Revenu à Zanzibar après ces deux courses sans résultat, M. de Decken se décida à se porter beaucoup plus au nord jusqu’au Djob, rivière dont l’embouchure est presque sous l’équateur. Quoique la reconnaissance en ait été tentée plus d’une fois, elle n’a jamais été poussée bien avant, et le cours de cette rivière, qui paraît considérable, est absolument inconnu à peu de distance de la côte. La même remarque s’applique, au surplus, ou bien peu s’en faut, à l’Osi et à la Sabaki. Le cours du Djob, quel qu’il soit, appartient au territoire des Somâl, race nombreuse dont le pays, peut-être aussi grand que la France et presque absolument inexploré, forme cette large corne que l’Afrique projette vis-à-vis de l’Arabie, et qui se termine par le cap Guardafui, — forme corrompue du nom arabe Râs Djardafoûn. De même sang et de même langue que les Gallas qui confinent au sud de l’Abyssinie (sauf la différence très-grande des dialectes), les Somâl n’ont rien du nègre, si ce n’est ça et là par suite de mélanges sporadiques. C’est une race blanche, qu’on peut nommer les Berbers de l’Afrique orientale. Ils en portèrent autrefois le nom, que les anciens connurent sous la forme grécisée ou latinisée de Barbari (pour Berberi), et ils ont plus d’une affinité avec les Berberah ou Barabrah de la Nubie. C’est, au total, une des populations africaines les plus curieuses, et assurément les plus importantes, dont l’étude est réservée aux futurs explorateurs.
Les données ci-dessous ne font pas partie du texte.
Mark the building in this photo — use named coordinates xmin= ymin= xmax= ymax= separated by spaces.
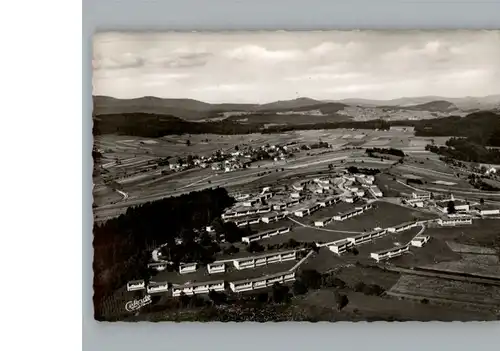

Malheureusement c’est aussi une des plus barbares, comme vient de ne le montrer que trop la triste fin de l’expédition de M. de Decken. Il est vrai qu’a ce déplorable événement ont pu se mêler chez les indigènes des causes d’irritation déjà anciennes, et que les dépositions connues ne permettent pas d’apprécier. Quoi qu’il en soit, voici le résumé des rapports et des lettres arrivés par diverses voies en Angleterre et en Allemagne.

Parti de Zanzibar le 16 juin 1865 avec ses deux petits bâtiments, M. de Decken jetait l’ancre le 20 près de l’île de Toula, par 1 degré de latitude S. Après une courte reconnaissance, au moyen du Passe-Partout, de deux rivières voisines, la Toula et la Chamba, l’expédition gagna décidément l’embouchure du Djob ou Djouba, qui n’est que d’un quart de degré tout au plus au midi de l’équateur. On était alors à la fin de juillet. Une barre dangereuse obstrue l’entrée de la rivière. Le Passe-Partout lui-même, qui n’avait qu’un pied de tirant d’eau, ne la franchit pas sans accident, puisque l’ingénieur Hitzmann s’y noya ; et le Welf s’y endommagea assez sérieusement pour être obligé de rester plusieurs jours en réparation au village somâli de Djouba, à peu de distance de l’embouchure. On put enfin commencer le 15 à remonter la rivière.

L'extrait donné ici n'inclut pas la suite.